We must renew religious politics of King and Heschel

Friday, Jan. 16 (18 Tevet) will be Rabbi Abraham Joshua Heschel's 25th yahrzeit. On Monday, Jan. 19, Americans will celebrate the Rev. Martin Luther King's birthday. The confluence brings together again two of the wisest American religious leaders of the past generation. Both fused a sense of the joyful, awesome presence of God in their lives with a sense of God's call for healing American society.

On many occasions, King and Heschel stood together and marched together against American racism and against the American war in Vietnam. For months, the Shalom Center has been reminding the Jewish community of this confluence and preparing materials on Heschel to use in observing his 25th yahrzeit. The response has been extraordinary — from more than 250 rabbis, teachers and scholars, not only in North America but in Jerusalem, Berlin, London, Buenos Aires, Sao Paulo.

Why such a warm response? Because to our cynical age, Rabbenu Heschel is a reminder: It is possible to carry on politics as if it were prayer — and it is necessary to carry out prayer as if it were politics. Not only did Heschel take part in the great voting-rights march in Selma, Ala., but he came back saying that he felt as if his legs were praying. This statement came from deep in his Chassidic rearing , for he knew that all our bones can pray, must pray — not just our jawbones.

What made him different from his Chassidic forebears was his honoring of non-Jewish prayer, the prayers of a black Baptist, alongside his own — and his sensing holiness in a certain kind of politics. For, he said, "The beginning of prayer is praise. The power of worship is song. To worship is to join the cosmos in praising God…Prayer is meaningless unless it is subversive, unless it seeks to overthrow and to ruin the pyramids of callousness, hatred, opportunism, falsehoods. The liturgical movement must become a revolutionary movement, seeking to overthrow the forces that continue to destroy the promise, the hope, the vision." To the Chassid he joined the prophet, and made them one.

During these 25 years since Rabbenu Heschel died, his Chassidic neshamah (soul) must have been dancing to see an extraordinary renaissance in the encounter of American Jews with God and Torah: new midrash and whole new ways of creating midrash; new music, dance and drama; new categories of body-thought; feminist theology and eco-Judaism; dialogical davening and ecstatic chanting; the reawakening of a new Chassidic energy and the legitimation of Jewish studies in secular academia.

But his prophetic arms and legs have had much less to celebrate, for there has not yet been an analogous renaissance in the creation of a prayerful Jewish politics. The Heschel who acclaimed Shabbat as the "day on which we stop worshipping the idols of technical civilization," the Heschel who cried out that our "victories in the war with nature…have come to resemble defeats" — that Heschel calls us to prophetic prayer.
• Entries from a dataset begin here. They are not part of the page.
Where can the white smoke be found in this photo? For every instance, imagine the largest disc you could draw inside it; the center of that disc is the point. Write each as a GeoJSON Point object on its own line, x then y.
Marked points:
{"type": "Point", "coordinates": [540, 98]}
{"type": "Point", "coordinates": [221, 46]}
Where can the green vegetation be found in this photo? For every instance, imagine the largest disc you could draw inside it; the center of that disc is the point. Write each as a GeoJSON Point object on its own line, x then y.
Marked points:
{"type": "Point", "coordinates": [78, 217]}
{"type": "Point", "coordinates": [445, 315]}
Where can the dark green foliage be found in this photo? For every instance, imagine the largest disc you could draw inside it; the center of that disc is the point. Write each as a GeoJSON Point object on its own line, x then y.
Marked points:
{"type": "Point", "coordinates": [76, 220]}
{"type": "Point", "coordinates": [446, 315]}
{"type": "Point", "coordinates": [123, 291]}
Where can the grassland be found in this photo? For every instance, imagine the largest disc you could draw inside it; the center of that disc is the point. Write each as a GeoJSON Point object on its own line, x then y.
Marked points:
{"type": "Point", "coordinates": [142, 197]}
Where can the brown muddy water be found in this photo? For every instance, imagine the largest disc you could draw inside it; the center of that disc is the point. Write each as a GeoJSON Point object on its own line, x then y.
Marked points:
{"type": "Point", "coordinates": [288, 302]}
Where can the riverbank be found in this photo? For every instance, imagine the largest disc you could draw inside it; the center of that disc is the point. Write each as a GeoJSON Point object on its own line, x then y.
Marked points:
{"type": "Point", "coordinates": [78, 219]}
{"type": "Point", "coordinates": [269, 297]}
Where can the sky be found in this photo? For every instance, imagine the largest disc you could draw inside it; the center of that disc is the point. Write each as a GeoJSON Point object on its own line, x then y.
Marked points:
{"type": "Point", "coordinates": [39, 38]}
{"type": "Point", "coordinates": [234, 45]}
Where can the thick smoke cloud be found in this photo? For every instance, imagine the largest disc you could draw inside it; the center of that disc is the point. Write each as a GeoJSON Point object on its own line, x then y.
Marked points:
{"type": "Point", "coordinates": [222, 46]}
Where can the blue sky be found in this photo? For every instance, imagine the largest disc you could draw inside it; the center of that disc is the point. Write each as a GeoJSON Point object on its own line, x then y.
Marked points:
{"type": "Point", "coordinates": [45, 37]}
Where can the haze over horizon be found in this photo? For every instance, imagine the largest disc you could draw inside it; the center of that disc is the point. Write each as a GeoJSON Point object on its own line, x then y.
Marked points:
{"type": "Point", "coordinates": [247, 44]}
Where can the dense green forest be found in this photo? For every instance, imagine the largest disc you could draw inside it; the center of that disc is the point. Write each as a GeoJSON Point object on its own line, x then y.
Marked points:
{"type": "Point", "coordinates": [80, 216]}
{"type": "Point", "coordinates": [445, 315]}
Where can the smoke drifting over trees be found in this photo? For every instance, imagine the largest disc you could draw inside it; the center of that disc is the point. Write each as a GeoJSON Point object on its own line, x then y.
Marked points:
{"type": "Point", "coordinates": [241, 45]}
How do we turn our reading of the Sabbatical and Jubilee years into a great movement to insist that everyone and the Earth itself must have the time, the income, the freedom, the obligation, to rest and reflect, to love and make family, to dance in community? How do we turn our reading of the Book of Ruth into a great movement to insist that everyone, even and especially the despised and outcast of our society, is entitled not to a dole but to a worthy job at worthy rates of pay? How do we — like King and Heschel — again turn our Torah of the nonviolent midwives who resisted Pharaoh into still newer, still more effective forms of nonviolence? How do we turn such visions into daily practice?

*Our hands might pray by building new houses for the poor, by joining in projects of Habitat for Humanity. Habitat has recently reached out to the Jewish community from its own strongly Christian roots, setting up a Shalom Fund and inviting affirmatively Jewish participation.

*The Shefa Fund has organized the Tzedek Economic Development Campaign, through which Jewish institutions can pool money for loans to grassroots minority enterprises. Synagogues, federations and many other Jewish groups could lend both some of their endowment and savings reserves, and the trained business experts to advise such firms.

*In many cities, efforts have begun to enact "living wage" laws that would require businesses that receive contracts from city and state governments to pay wages that bring their recipients above the poverty line — typically, at this point, about $7.50 an hour. In Heschel's "sabbatical" spirit, we might urge that such laws also require time for quiet "non-work" each day at the workplace and paid leave each week for workers to volunteer for nonprofit community service.

*Jewish groups could help defend hard-won protections for health, safety and the right to join unions in the new workfare programs and in the garment industry, scene of so much Jewish sweat and blood.

*Where parts of earth like the Redwood National Forest, Chesapeake Bay, the Hudson River, the airy ocean of our global atmosphere — are being subjected to corporate rape, Jewish groups could appear. They could wave the palms and willow branches of Sukkot, planting trees in inconvenient spots like corporate driveways, using our arms and hands as Rabbenu Heschel used his legs at Selma: to pray.

Not till we have poured Chassid and prophet together into one mighty stream can we say that our generation has actually learned from the life and the teaching of Rabbenu Heschel.